To truly experience the lighthouse, you can stay overnight in the first-floor museum or play keeper for a week during a stay in the second-floor keeper’s quarters. (Your duties would include raising and lowering the flag each day, listening to marine weather and welcoming day and overnight visitors.)
3. Lime Rock Lighthouse, or Ida Lewis Light, is where Ida Lewis, the first female lighthouse keeper, operated the light (now named Ida Lewis Yacht Club). Her many saves were legendary, and she was visited by President Ulysses S. Grant and Vice-President Schuyler Colfax.
4. Castle Hill Lighthouse, with beautiful views of the Narragansett Bay, and on the grounds of the luxurious Castle Hill Inn. Completed in 1890 on the cliff face, the lighthouse is particularly beautiful to photograph at sunrise or sunset. After visiting the grounds, enjoy a glass of wine on an Adirondack chair at the inn and toast the good summer life (or taste the moment as we like to say at Gooseneck Vineyards).
If you’re looking to see multiple lighthouses in one day in a more relaxed fashion, ocean cruises are a wonderful option.
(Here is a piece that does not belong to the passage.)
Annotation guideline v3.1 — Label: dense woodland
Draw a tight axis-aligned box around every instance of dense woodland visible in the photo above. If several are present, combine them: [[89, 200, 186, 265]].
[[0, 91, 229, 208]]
Below is a list of some of Rhode Island boating excursions where you can view the state’s beautiful lighthouses by sea…
Save the Bay offers four different lighthouse cruises that encompass most of Rhode Island’s lighthouses.
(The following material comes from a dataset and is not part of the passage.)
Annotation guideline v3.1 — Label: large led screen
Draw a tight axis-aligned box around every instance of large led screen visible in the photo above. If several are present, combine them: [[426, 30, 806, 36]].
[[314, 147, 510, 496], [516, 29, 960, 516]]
Snappa Charters – Enjoy a cruise to Block Island or the protected waters of Narragansett Bay on a 35-foot fiberglass custom sport fisherman.
Rhode Island Bay Cruises – Lighthouse cruises departing from Quonset Point include views of Poplar Point, Plum Beach, Dutch Island, Beavertail, Castle Hill, Lime Rock (Ida Lewis Yacht Club), Newport Harbor, Rose Island, Conanicut, and the remains of Whale Rock Light.
Jamestown and Newport Ferry Company – Ferry service between Newport and Jamestown; stops at Rose Island on request. Prudence Island Ferry – Year-round car and passenger ferry from Bristol. Reservations required for vehicles.
Prudence Island Light is within walking distance from the ferry.
5 Lighthouse Fun Facts
1. The first lighthouse in what is now the United States was built on Little Brewster Island at the entrance to Boston Harbor in 1716. The British blew it up in 1776. The replacement tower, dating to 1783, still functions as a navigation aid. Known as Boston Harbor Light, it is the only U.S. lighthouse that is still manned.
2. The oldest existing lighthouse in America (never rebuilt) is Sandy Hook, NJ (1764), which is still in operation. Part of the building of the lighthouse was paid for by the sale of lottery tickets and shipping interest in New York City paid for the rest.
3. The first American lighthouse to use electricity was the Statue of Liberty in 1886.
4. The lighthouse service was created in 1789 by the 9th Act of the first Congress. Lighthouse keeping was one of the first U.S. government jobs available to women in the 19th century.
5. The only lighthouse equipped with an elevator is Sullivan’s Island in Charleston, SC.